Ebenfalls empfehlenswert sind spezielle Neurodermitis-Schulungen für Eltern sowie ältere Kinder. Sie helfen, das Krankheitsbild besser zu verstehen. Zugleich lernen Eltern und Kinder verschiedene Verhaltensempfehlungen kennen, mit denen sich die Symptome lindern lassen.

Besonders bei Allergiebeteiligung gilt es, einiges im Alltag und bei der Ernährung zu beachten und Allergieauslöser strikt zu vermeiden. Etwa 30 bis 40 Prozent aller Menschen mit Neurodermitis haben eine allergische Form der Erkrankung.

Eine allergisch bedingte Neurodermitis kann mit Heuschnupfen und Asthma verbunden sein. Etwa ein Drittel der Kinder mit Neurodermitis bekommen bis zum sechsten Lebensjahr zusätzlich Asthma oder Heuschnupfen.

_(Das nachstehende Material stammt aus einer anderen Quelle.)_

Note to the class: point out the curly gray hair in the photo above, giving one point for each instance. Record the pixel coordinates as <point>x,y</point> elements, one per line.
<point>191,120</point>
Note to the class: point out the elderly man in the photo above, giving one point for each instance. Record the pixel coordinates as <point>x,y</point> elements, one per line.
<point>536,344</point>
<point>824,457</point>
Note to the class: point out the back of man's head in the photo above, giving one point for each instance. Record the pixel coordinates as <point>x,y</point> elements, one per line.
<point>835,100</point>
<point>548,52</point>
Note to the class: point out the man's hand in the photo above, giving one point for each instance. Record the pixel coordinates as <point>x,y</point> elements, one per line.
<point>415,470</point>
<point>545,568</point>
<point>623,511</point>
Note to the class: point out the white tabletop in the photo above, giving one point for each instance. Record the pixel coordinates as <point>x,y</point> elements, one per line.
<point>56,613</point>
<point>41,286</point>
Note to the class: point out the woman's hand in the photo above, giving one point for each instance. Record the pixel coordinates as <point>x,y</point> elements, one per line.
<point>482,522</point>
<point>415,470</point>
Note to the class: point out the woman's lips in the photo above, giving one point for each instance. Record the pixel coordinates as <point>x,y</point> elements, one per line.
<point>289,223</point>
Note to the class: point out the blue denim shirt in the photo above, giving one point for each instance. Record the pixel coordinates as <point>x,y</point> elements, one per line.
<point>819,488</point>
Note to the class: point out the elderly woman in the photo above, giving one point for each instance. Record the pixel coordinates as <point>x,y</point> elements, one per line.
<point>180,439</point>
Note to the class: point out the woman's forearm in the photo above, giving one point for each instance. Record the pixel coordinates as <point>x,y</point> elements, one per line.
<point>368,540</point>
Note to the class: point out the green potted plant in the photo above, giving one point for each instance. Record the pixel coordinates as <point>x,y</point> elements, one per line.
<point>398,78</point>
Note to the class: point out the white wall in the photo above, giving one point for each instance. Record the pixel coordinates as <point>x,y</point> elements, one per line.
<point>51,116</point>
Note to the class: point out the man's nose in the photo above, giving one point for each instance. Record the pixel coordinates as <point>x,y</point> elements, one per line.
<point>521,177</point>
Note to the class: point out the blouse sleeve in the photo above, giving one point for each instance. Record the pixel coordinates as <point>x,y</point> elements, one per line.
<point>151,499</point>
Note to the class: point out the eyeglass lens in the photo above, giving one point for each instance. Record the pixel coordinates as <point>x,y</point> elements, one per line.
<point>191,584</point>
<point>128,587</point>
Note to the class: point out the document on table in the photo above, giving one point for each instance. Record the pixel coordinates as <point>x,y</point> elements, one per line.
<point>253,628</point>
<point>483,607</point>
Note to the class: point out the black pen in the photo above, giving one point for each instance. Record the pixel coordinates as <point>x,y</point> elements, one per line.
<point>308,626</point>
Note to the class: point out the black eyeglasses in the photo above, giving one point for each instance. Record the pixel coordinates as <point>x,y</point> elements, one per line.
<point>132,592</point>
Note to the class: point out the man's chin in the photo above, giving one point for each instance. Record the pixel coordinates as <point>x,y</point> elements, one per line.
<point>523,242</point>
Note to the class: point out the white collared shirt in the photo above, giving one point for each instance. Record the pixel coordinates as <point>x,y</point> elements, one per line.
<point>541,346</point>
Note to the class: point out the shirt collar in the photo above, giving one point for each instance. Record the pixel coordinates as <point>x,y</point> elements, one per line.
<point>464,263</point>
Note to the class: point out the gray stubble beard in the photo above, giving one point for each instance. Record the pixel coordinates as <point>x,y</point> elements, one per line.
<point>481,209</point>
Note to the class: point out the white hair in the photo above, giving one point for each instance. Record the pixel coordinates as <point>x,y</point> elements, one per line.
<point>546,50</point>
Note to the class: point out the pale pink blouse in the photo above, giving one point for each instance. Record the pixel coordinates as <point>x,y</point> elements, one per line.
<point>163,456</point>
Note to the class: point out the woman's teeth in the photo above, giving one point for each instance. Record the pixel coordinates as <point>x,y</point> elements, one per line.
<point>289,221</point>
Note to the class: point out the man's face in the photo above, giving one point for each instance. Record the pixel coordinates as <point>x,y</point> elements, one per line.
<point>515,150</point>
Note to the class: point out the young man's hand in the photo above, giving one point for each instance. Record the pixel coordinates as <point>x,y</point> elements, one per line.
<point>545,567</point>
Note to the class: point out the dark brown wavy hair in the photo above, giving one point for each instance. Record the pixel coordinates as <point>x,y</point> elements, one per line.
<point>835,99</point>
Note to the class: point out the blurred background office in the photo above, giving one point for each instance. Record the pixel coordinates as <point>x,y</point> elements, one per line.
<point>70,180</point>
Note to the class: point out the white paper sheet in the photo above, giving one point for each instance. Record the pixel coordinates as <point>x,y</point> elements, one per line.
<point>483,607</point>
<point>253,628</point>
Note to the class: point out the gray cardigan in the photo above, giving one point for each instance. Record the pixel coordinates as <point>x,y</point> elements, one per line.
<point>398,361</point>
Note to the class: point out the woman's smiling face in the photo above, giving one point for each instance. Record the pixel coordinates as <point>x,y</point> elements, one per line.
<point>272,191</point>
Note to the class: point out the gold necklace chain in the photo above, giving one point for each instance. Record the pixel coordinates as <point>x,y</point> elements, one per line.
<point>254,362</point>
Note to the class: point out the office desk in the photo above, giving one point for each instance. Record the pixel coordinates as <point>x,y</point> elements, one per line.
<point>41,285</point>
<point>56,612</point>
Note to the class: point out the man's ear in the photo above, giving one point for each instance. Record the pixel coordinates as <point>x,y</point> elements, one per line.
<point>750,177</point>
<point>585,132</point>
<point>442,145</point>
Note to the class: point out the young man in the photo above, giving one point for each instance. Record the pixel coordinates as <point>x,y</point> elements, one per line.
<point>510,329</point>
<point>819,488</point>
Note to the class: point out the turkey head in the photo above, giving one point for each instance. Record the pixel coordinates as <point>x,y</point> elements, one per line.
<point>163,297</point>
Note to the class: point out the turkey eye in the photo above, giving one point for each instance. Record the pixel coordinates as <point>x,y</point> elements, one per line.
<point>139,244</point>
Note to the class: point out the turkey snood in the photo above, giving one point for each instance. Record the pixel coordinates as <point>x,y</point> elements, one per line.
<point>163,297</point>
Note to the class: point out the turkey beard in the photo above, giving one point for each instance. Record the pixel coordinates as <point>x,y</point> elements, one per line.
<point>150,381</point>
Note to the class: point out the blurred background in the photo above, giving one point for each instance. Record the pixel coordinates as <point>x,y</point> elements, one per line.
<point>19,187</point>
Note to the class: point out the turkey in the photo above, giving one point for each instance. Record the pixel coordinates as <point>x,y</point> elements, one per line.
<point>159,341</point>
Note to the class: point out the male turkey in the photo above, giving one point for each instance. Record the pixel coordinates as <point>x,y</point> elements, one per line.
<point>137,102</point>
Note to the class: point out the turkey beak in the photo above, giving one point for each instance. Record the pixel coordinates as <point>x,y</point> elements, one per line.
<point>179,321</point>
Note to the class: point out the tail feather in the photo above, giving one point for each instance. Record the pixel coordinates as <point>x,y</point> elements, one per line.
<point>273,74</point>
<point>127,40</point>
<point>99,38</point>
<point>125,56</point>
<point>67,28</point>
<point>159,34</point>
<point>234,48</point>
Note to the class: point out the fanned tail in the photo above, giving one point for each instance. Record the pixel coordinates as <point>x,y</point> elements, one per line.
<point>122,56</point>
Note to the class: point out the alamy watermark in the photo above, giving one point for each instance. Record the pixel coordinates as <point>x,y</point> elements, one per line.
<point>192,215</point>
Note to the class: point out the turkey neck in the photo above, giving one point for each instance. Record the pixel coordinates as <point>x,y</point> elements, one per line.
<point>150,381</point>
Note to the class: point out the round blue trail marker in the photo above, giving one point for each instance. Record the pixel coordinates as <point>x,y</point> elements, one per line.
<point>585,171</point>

„Informationen zu Neurodermitis-Schulungen können Eltern in der hautärztlichen Praxis, bei ihrem Hausarzt oder der Hausärztin sowie bei ihrer Krankenkasse erfragen. Die Kosten für die Schulung werden in der Regel von den gesetzlichen Krankenkassen übernommen. Klären Sie das vor der Teilnahme am besten mit der Krankenkasse ab“, sagt Meyer-Rogge.